Key distinction: Most vulvovaginitis answers on Step 3 hinge on pH and microscopy — always anchor your differential there.

— 28-year-old woman with thin gray discharge and fishy odor worse after intercourse, minimal itching, pH 5.0, KOH whiff positive, clue cells on wet mount.
— Answer: Metronidazole 500 mg PO BID × 7 days
— Distractor: fluconazole, topical clindamycin (acceptable alternative), treating asymptomatic partner
— 32-year-old woman with frothy yellow-green discharge, dysuria, strawberry cervix, motile organisms on wet mount.
— Answer: Metronidazole 500 mg PO BID × 7 days (NOT single 2 g dose for women)
— Next steps: HIV/syphilis/GC/CT screening, treat partner, rescreen at 3 months
— 35-year-old with 5 episodes in past year, fluconazole gives temporary relief, recent HbA1c 9.8%.
— Answer: Fungal culture with speciation, induction + maintenance fluconazole, optimize diabetes control
— Recurrent VVC with culture showing C. glabrata, fluconazole-refractory.
— Answer: Boric acid 600 mg vaginal capsule QHS × 14 days
— 62-year-old woman with dyspareunia, dryness, recurrent UTIs, pale thin vaginal mucosa, pH 6.0.
— Answer: Vaginal estrogen (cream, tablet, or ring); non-hormonal moisturizers if mild
— Postmenopausal woman with chronic vulvar itching, white "figure-of-8" atrophic plaques, labial fusion.
— Best next step: Vulvar biopsy; treatment: clobetasol 0.05% ointment; lifelong surveillance for SCC
— 6-year-old girl with vaginal discharge, NAAT positive for gonorrhea.
— Answer: Mandatory report to CPS, treat with ceftriaxone, full forensic eval
— 28-week pregnant woman with thick white discharge and pseudohyphae.
— Answer: Topical clotrimazole × 7 days; AVOID oral fluconazole
— Patient on warfarin started on fluconazole — next step? Check INR within 3–5 days
Board pearl: Step 3 favors management answers over diagnostic answers — once you've named the organism, the question is usually "what regimen, what counseling, what follow-up?"
Key distinction: When the stem mentions partner treatment, the diagnosis is trichomoniasis (always treat partners); BV does not require partner treatment routinely in heterosexual couples.
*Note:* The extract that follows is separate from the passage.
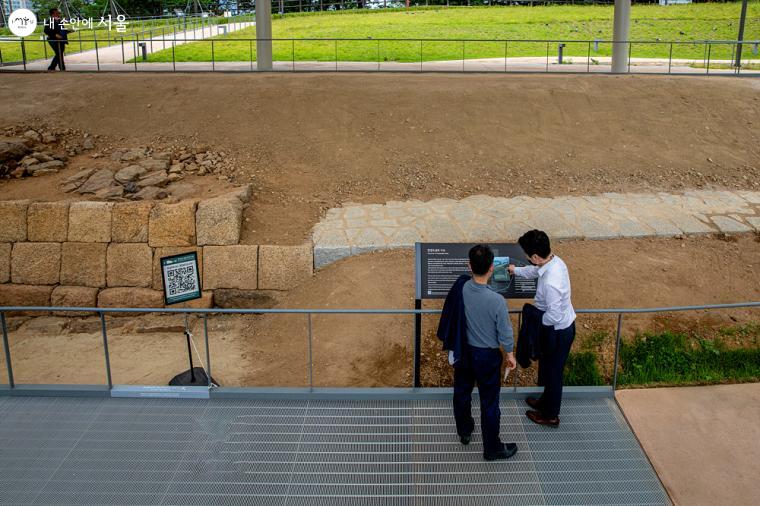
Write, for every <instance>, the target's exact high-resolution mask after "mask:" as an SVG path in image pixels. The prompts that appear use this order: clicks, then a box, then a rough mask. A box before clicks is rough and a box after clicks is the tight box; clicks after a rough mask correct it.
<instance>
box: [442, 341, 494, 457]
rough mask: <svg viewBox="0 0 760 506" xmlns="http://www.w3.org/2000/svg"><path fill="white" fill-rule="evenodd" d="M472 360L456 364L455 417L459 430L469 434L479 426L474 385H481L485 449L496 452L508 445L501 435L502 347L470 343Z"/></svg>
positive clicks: (481, 423) (492, 451) (454, 410)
Vulvovaginitis is diagnosed by anchoring on vaginal pH and microscopy — pH ≤4.5 with pseudohyphae means candida (fluconazole 150 mg × 1), pH >4.5 with clue cells and fishy odor means BV (metronidazole 500 mg BID × 7 days), pH >4.5 with motile trichomonads or strawberry cervix means trichomoniasis (metronidazole 500 mg BID × 7 days per CDC 2021, plus partner treatment and rescreen at 3 months), and pH >4.5 in a postmenopausal woman with dryness and dyspareunia means atrophic vaginitis (vaginal estrogen) — with biopsy mandated for any persistent or atypical vulvar lesion to exclude lichen sclerosus or vulvar carcinoma.
Board pearl: When in doubt, do the speculum exam, check pH, and look at the slide — symptom-based diagnosis alone is wrong >50% of the time, and the right Step 3 answer almost always begins with proper bedside evaluation rather than empirical phone-in therapy.